AT&T Time Warner offer – OK with judge, but now less so for TWX shareholders
Time Warner shareholders may feel a sense of relief that the AT&T bid is now clear to proceed, but the harsh reality is that they are being screwed. Time value and a declining performance and share price of AT&T has seriously eroded the original offer premium to … ZERO. Indeed, it could be strongly argued that with TWX trading on a prospective OpFCF yield of 6% and discounting growth of a measly +3% (vs a trailing 5 year average of over +4% pa for both GrowthRating and organic sales growth), that TWX management are selling out at a discount.
But, then perhaps, the management discount is justified after their decision to extend the offer period without a renegotiation of the terms!
To summarise the offer, with AT&T at only $32.5 ps, it is worth only $100.5 per TWX share
To put the offer into perspective, take a look at the below chart. Along with the TWX share price (blue line) and AT&T’s eroding offer value (red line), you need to understand the extent to which a rising market has exacerbated the relative value destruction. This you can see from the -28.5% decline in the relative value of the offer (vs the S&P 500). Even following the judgement to allow the bid to proceed and subsequent modest blip up in TWX share price, they are still over 24% down against the S&P 500 from BEFORE the offer!
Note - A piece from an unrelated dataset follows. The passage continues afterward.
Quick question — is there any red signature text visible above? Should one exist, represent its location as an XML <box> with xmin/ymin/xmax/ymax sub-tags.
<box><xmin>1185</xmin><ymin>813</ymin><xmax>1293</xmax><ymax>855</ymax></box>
Look at this from the perspective of the growth that is being implied from the TWX stock price and Op FCF yield and one can see the problem. Remember that the below valuations and implied growth rates for TWX are on a stand alone basis and therefore do not include the projected merger cost synergies that AT&T is hoping to garner from the combination. The fact that AT&T is down on the merger confirmation is a pretty damming indictment of the market’s confidence in their ability to execute the integration, but then after Direct TV, perhaps that’s not so surprising.